Une des particularités de Vim est justement d’attribuer des commandes spécifiques aux lettres et de ne permettre l’édition que dans un mode précis (insertion). On aurait tendance à vouloir rester dans le mode insertion pour contrôler le flot de lettres mais on se rendra vite compte que le déplacement dans le fichier en devient vite limité. C’est justement parce que le mode insertion sert uniquement à l’insertion tandis que le mode normal est celui… bah dans lequel il faut rester en temps normal. Le langage du mode normal permet de décrire le contenu du fichier sur lequel on veut appliquer une commande et le passage du mode normal au mode insertion doit se faire de manière à limiter les commandes à rentrer en insertion.
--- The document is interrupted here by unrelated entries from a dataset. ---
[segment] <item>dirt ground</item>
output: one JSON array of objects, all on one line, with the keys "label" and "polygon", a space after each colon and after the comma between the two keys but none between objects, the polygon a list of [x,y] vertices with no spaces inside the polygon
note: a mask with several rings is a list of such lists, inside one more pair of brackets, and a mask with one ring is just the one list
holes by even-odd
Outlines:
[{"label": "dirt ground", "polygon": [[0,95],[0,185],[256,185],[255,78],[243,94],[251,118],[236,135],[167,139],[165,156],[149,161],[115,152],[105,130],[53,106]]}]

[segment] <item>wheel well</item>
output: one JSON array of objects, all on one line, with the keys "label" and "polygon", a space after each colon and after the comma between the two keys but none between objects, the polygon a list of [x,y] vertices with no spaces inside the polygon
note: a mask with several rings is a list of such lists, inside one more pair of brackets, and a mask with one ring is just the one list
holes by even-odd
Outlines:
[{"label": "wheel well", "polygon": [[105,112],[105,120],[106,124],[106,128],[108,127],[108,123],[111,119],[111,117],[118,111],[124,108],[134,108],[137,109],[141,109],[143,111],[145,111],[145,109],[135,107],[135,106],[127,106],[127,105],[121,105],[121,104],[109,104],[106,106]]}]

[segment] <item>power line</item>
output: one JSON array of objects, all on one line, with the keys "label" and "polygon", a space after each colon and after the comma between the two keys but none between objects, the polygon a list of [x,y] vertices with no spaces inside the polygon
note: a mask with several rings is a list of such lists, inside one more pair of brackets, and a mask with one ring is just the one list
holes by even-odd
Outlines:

Exemple: je veux éditer la moitié d’une ligne. Je peux soit me mettre au bout de la ligne ($), passer en mode insertion (i), effacer la moitié de la ligne (x fois Retour arrière) et taper mon texte, ou bien me mettre au milieu de la ligne et utiliser l’opérateur de changement (c) jusqu’au bout de la ligne ($) et taper mon texte. De la même manière il sera plus rapide de changer deux mots en les effaçant depuis le mode normal en passant vers le mode insertion (c2w) que de les effacer dans le mode insertion. Le vrai secret du Vim Wizard vient de cette capacité à exprimer les portions de texte dans le langage de Vim et de les passer en argument de commandes et ce sans même rentrer dans la création de commandes avancées.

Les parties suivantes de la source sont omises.